You cannot take on another role at the same time as being an Incident Commander. It can be a difficult to be an IC when you want to jump in as an SME, but you must resist the temptation to abandon the role of IC. If you really are the only person able to solve the problem, you should handover to another Incident Commander and then assume the role of SME. This ensures that the response process remains on track with a dedicated Incident Commander.
Remember that the job of an IC also includes preparing backup plans in case the current action doesn't resolve the incident. If you're acting as an SME fixing on a particular issue, you're not considering the backup plan.
It can be tempting to try and solve every issue yourself if you're acting as a Subject Matter Expert. Every request that comes up, you want to jump on it and say you'll take care of it. You'll be the indispensable one who solves all the problems. As noble as the intent is, it rarely leads to an efficient outcome. You want to avoid as much multi-tasking as possible during an incident, and focus on one problem at a time. Don't try to solve everything yourself. If multiple requests are coming up for your area of expertise, delegate them to other experts, even paging backup responders if required.
Likewise, if another SME has been assigned a task, don't do the task on their behalf without consulting with them first.

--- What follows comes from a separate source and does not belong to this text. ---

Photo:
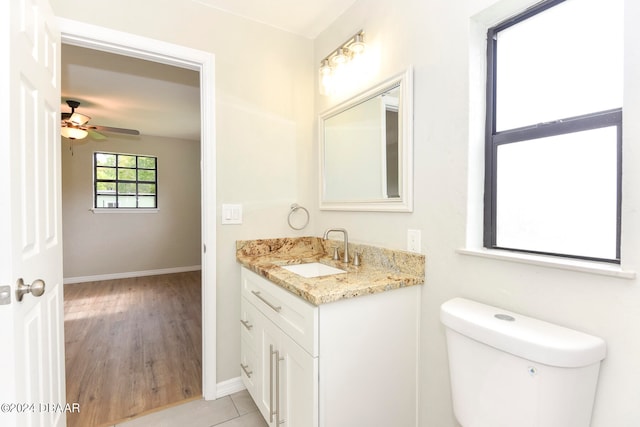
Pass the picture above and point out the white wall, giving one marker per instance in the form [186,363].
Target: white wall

While you are trying to help, it will end up hindering the response as you'll have two people working on the same issue, and they may be interfering with each other in unexpected ways.
We've fallen into the trap in the past of making policy and process changes by simply updating our internal documentation (i.e. this), assuming everyone would read the documentation before an incident. Which of course, never happens.

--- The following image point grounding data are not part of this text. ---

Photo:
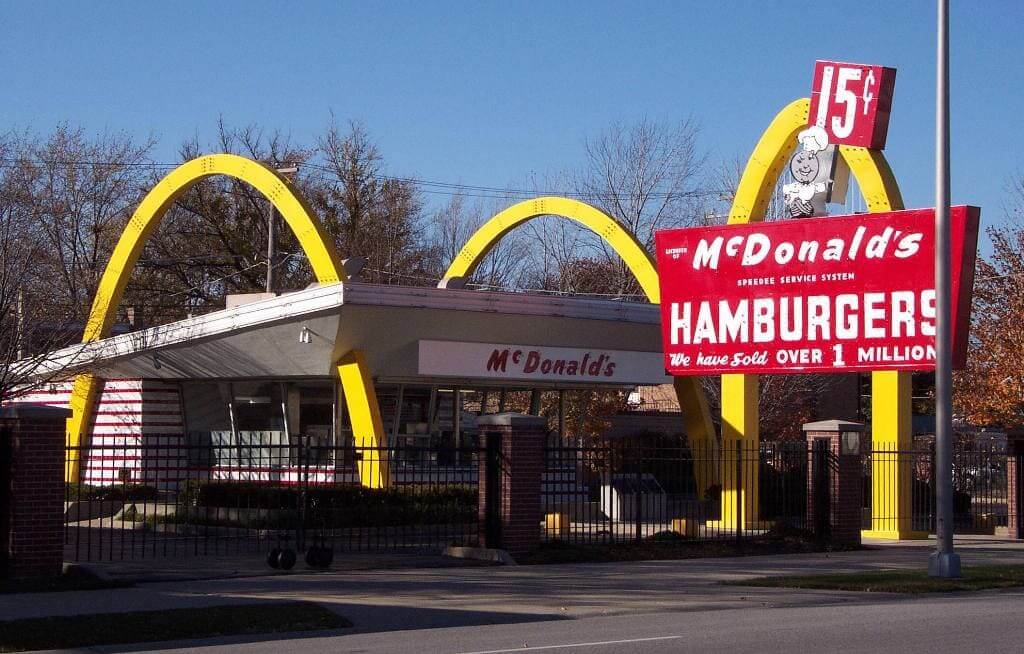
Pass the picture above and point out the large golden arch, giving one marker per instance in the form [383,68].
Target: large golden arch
[691,398]
[891,429]
[314,242]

Any policy changes need to be appropriately disseminated to your responders ahead of time so that there are no surprises during an incident. This can be in the form of an email, or an update into a chat room, but big policy changes should never be a surprise to responders.
This is a trap we fell into in our early days of incident response. We had several strong technical requirements for any new Incident Commanders, aiming to only have IC's with deep technical expertise, the intention being that they could diagnose issues very quickly. When it became apparent that we would need a large selection of IC's in order to maintain an effective on-call rotation, we soon realised that we had artificially restricted our pool of potential IC candidates.
Incident Commanders can come from all across your organization, and don't need to be technical experts. Since Incident Commanders only coordinate the response, they don't need deep technical knowledge of the system in order to perform their role. The Subject Matter Experts are the ones who need the deep technical knowledge. The Incident Commanders only require a high-level knowledge of how the system works. Where data flows in, how systems use it, and where data flows out. The technical details can be left to the SMEs, with the IC asking relevant questions.
By dropping our strong technical requirements for Incident Commanders, we've been able to dramatically increase our pool of IC's, maintain a high level of quality and efficiency in our response, and help spread empathy for on-call workload to a larger portion of the company.